In the research, scientists tracked Utah's climate record back to 1429 and found that the most severe drought in that period began in 1492 — and the five worst droughts happened during the explorer's lifetime.
"I think that this is a clear message not only from this reconstruction (in Utah) but throughout the West that we should be prepared for more severe droughts in the future," said BYU geography professor Matthew Bekker. "It would be a good idea to think ahead of it so we are not surprised by it."
Bekker and fellow researchers from the U.S. Forest Service, Utah State University and Columbia University used tree rings from both live and dead trees to chart climate patterns over five centuries, a span that showed extreme fluctuations between the real wet years and the real dry years.
The study, published in the Journal of the American Water Resources Association, correlates modern stream flow measurements to the thickness of the tree rings and drought severity.
Core samples from Douglas fir and pinyon pine were used because of their particular sensitivity to drought, with the study mapping the hydrology of the Weber River, one of the most important sources of water for the Wasatch Front.
• The year 1703 kicked off 16 consecutive years of below average stream flow.
• The Weber River flowed at just 13 percent of normal in 1580 and dropped below 20 percent in three other periods.
• The most severe drought in the record began in 1492.
Bekker said the study has important implications for Utah because of its status as the second-driest state in the nation and its No. 3 spot in the country for population growth — which jumped 23.8 percent from 2000 to 2010.
"If you think about day-to-day water management and our growing population, if we were to have one of those really intense droughts or long duration droughts again, then we would have challenges with our water management," Bekker said. "Bigger challenges than what we have seen."

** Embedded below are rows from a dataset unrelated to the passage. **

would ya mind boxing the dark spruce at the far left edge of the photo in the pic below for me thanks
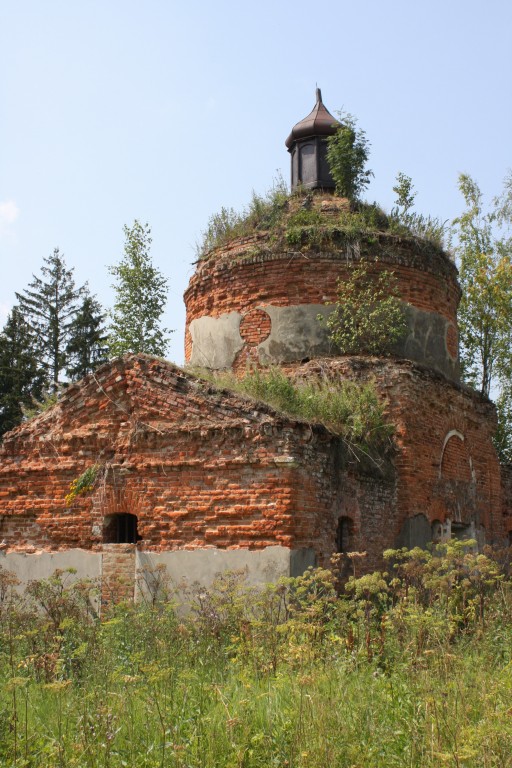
[0,307,44,435]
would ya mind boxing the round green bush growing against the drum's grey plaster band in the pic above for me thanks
[319,263,407,355]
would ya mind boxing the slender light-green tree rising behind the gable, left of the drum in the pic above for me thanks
[109,220,169,356]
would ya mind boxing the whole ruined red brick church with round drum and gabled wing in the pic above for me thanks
[0,91,512,595]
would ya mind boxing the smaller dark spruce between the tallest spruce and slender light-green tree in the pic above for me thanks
[66,293,108,381]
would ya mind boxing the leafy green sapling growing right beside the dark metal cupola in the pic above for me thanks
[327,112,373,201]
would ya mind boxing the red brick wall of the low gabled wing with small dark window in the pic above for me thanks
[0,356,400,568]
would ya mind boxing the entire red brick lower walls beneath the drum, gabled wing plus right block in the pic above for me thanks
[0,356,506,568]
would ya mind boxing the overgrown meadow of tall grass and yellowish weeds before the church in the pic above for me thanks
[0,542,512,768]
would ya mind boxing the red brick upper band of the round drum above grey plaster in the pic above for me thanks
[185,235,460,360]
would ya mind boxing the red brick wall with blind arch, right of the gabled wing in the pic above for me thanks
[299,357,504,544]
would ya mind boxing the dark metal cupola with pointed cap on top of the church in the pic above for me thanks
[285,88,339,191]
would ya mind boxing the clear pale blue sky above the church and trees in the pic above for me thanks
[0,0,512,363]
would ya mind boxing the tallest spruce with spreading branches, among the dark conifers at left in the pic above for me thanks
[16,248,84,391]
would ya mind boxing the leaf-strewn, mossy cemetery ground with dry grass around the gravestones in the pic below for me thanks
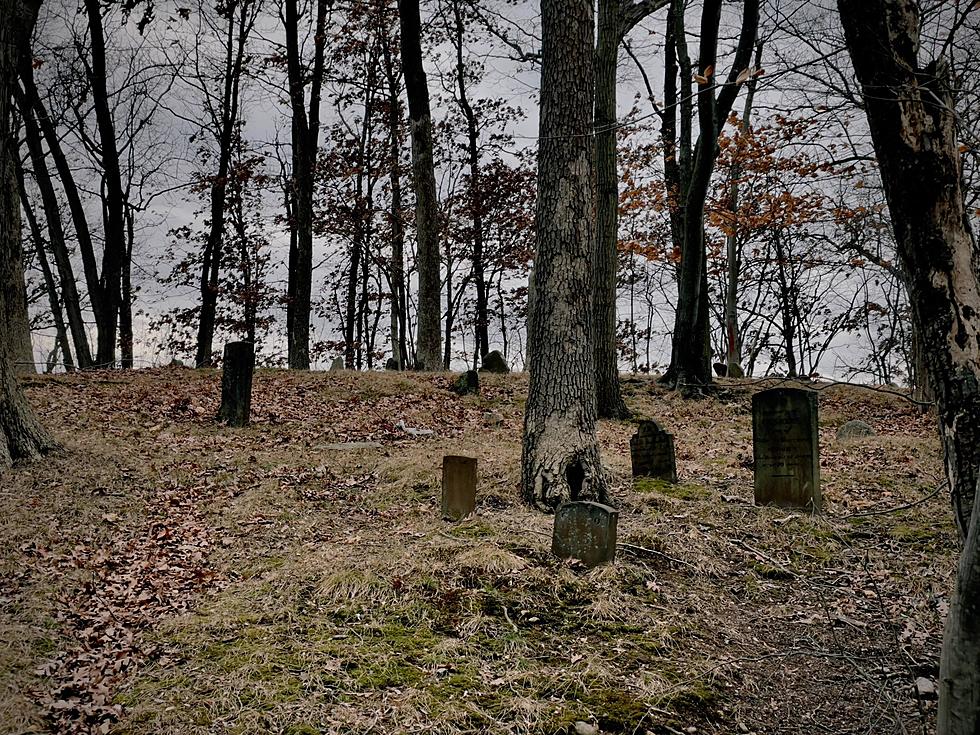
[0,368,957,735]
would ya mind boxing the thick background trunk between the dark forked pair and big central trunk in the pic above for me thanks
[398,0,442,370]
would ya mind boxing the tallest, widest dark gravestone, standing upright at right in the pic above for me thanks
[752,388,822,510]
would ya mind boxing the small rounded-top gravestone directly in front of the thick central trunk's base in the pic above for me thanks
[551,500,619,568]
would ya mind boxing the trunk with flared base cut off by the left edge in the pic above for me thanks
[0,0,55,472]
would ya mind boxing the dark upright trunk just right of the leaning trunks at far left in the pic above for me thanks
[83,0,126,368]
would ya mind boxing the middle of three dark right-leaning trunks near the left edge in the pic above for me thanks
[14,85,92,369]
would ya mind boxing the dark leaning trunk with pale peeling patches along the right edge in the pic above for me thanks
[838,0,980,735]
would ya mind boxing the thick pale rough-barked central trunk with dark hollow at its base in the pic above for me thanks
[521,0,606,510]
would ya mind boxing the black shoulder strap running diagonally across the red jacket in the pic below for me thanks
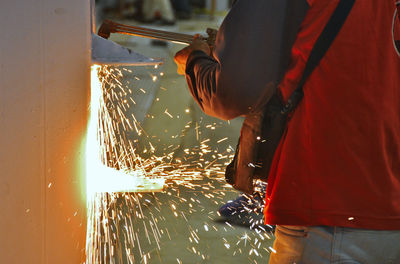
[282,0,355,113]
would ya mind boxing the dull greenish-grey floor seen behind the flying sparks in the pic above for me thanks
[92,11,273,264]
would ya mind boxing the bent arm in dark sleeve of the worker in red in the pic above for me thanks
[176,0,308,119]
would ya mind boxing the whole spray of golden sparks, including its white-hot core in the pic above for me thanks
[86,65,271,264]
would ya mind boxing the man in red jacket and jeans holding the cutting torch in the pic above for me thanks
[175,0,400,264]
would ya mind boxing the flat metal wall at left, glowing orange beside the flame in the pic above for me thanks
[0,0,91,264]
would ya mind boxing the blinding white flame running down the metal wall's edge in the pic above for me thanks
[86,65,165,264]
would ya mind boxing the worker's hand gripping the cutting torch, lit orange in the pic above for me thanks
[174,34,211,75]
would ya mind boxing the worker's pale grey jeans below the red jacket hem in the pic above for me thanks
[269,225,400,264]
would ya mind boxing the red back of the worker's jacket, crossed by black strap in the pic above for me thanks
[266,0,400,229]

Bekker is circulating the study's findings with water managers, particularly in northern Utah.
"Uncertainty is a hallmark of this region’s hydroclimate, and climate change will only increase that uncertainty," the study concluded.
The findings demonstrated in five centuries of tree rings, Bekker emphasized, point to an "overly optimistic instrument" record of drought and wet periods for the region.
"As we have been dividing up all the water that we have in the West and building reservoirs and making plans for future population growth, we've been basing that on relatively higher flow," he said.
"What they can do now is take those data and say, 'OK, we need to plan for a little bit more worst-case scenario than what we have planned for now."
Ultimately the research team hopes to dissect an even more comprehensive record of climate patterns, charting hydrologic history back to the eighth century — or the time when Vikings were beginning their conquests of northern Europe.